A brief outline of the expected HDF5 database structure is provided below. Note that arrays must be stored in column major format and names are case sensitive!

Database
├─System_1
│ ├─Structure
│ │ ├─atomic_numbers:
│ │ │   > A vector of integers specifying the atomic number of each atom present in the
│ │ │   > target system. Read by the function `load_atoms`.
│ │ │
│ │ ├─positions:
│ │ │   > A 3×N matrix, were N is the number of atoms present in the system, specifying
│ │ │   > cartesian coordinates for each atom. Read by the function `load_atoms`.
│ │ │
│ │ ├─lattice:
│ │ │   > A 3×3 matrix specifying the lattice systems lattice vector in column-wise
│ │ │   > format; i.e. columns loop over vectors. Read by the function `load_atoms`
│ │ │   > if and when present.
│ │ │
│ │ └─pbc:
│ │     > A boolean, or a vector of booleans, indicating if, or along which dimensions,
│ │     > periodic conditions are enforced. This is only read when the lattice is given. 
│ │     > This defaults to true for non-molecular/cluster cases. Read by `load_atoms`.
│ │
│ ├─Info
│ │ ├─Basis:
│ │ │   > This group contains one dataset for each species that specifies the 
│ │ │   > azimuthal quantum numbers of each shell present on that species. Read
│ │ │   > by the `load_basis_set_definition` method.
│ │ │
│ │ │
│ │ ├─Translations:
│ │ │   > A 3×N matrix specifying the cell translation vectors associated with the real 
│ │ │   > space Hamiltonian & overlap matrices. Only present when Hamiltonian & overlap
│ │ │   > matrices are given in their M×M×N real from. Read by `load_cell_translations`.
│ │ │   > Should be integers specifying the cell indices, rather than cartesian vectors.
│ │ │   > The origin cell, [0, 0, 0], must always be first!
│ │ │ 
│ │ └─k-points:
│ │     > A 4×N matrix where N is the number of k-points. The first three rows specify
│ │     > k-points themselves with the final row specifying their associated weights.
│ │     > Read by `load_k_points_and_weights`. Only present for multi-k-point calculations. 
│ │
│ └─Data
│   ├─H:
│   │   > The Hamiltonian. Either an M×M matrix or an M×M×N real-space tensor; where M is 
│   │   > is the number of orbitals and N then number of primitive cell equivalents. Read
│   │   > in by the `load_hamiltonian` function.
│   │
│   ├─S:
│   │   > The Overlap matrix; identical in format to the Hamiltonian matrix. This is read
│   │   > in by the `load_overlap` function.
│   │
│   ├─total_energy:
│   │   > A single float value specifying the total system energy.
│   │
│   ├─fermi_level:
│   │   > A single float value specifying the total fermi level.
│   │
│   ├─forces:
│   │   > A 3×N matrix specifying the force vectors on each atom.
│   │
│   ├─H_gamma:
│   │   > This can be used to store the gamma point only Hamiltonian matrix when 'H' is
│   │   > used to store the real space matrix. This is mostly for debugging & testing.
│   │
│   └─S_gamma:
|       > Overlap equivalent of `H_gamma`
│
├─System_2
│ ├─Structure
│ │ └─ ...
│ │
│ ├─Info
│ │ └─ ...
│ │
│ └─Data
│   └─ ...
...
└─System_n
  └─ ...

When calling the various load methods within DatabaseIO the src Group argument must always point to the target systems top level Group. In the example structure tree given above these would be 'System1', 'System2', and 'System_n'. Datasets and groups should provide information about what units the data they contain are given in. This can be done through the of the HDF5 metadata attributes. However, units are not yet fully supported.

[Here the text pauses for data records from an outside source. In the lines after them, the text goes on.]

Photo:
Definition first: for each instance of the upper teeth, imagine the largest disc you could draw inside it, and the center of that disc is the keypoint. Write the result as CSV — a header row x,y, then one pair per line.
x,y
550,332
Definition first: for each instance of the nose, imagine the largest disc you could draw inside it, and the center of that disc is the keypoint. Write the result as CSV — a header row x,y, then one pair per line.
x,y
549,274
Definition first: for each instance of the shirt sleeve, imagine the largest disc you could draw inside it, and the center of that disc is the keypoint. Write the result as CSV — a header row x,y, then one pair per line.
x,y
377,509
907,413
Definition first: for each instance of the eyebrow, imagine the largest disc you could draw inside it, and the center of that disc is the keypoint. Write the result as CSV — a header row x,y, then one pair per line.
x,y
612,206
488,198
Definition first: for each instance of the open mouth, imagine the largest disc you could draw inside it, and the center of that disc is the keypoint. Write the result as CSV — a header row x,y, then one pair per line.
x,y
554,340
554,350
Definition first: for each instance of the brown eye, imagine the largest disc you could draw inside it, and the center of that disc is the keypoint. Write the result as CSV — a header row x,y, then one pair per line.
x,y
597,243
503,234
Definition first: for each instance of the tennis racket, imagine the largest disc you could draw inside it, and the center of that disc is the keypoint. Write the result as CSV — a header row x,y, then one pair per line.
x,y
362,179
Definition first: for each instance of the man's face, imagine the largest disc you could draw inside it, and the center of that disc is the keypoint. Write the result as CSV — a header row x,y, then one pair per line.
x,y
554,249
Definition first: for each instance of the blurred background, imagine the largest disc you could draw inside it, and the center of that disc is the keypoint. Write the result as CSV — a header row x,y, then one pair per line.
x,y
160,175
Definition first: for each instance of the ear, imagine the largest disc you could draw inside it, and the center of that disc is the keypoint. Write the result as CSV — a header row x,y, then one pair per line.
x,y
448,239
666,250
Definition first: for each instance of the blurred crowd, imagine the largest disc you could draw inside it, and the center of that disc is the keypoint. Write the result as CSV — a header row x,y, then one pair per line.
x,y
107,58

An example is provided below demonstrating how one may load data from a HDF5 database.

# Path to the database from which data is to be loaded
database_path = "/home/ajmhpc/Documents/Work/Projects/ACEtb/Data/Si/Construction/example_data.h5"
# Path, relative to the top level, to the group from which data is to be extracted
target_system = "0224"

# Open the HDF5 database file 
H, S, atoms, images = h5open(database_path) do database
    # Select the target group
    target = database[target_system]
    # Load the Hamiltonian and overlap matrices followed by the atoms object
    # and the cell translation vectors
    (load_hamiltonian(target), load_overlap(target), 
    load_atoms(target; recentre=true), load_cell_translations(target))
end

A python script (aims_database_builder.py) is provided in the tools directory which demonstrates how such a database may be constructed from the output of an FHI-aims calculation.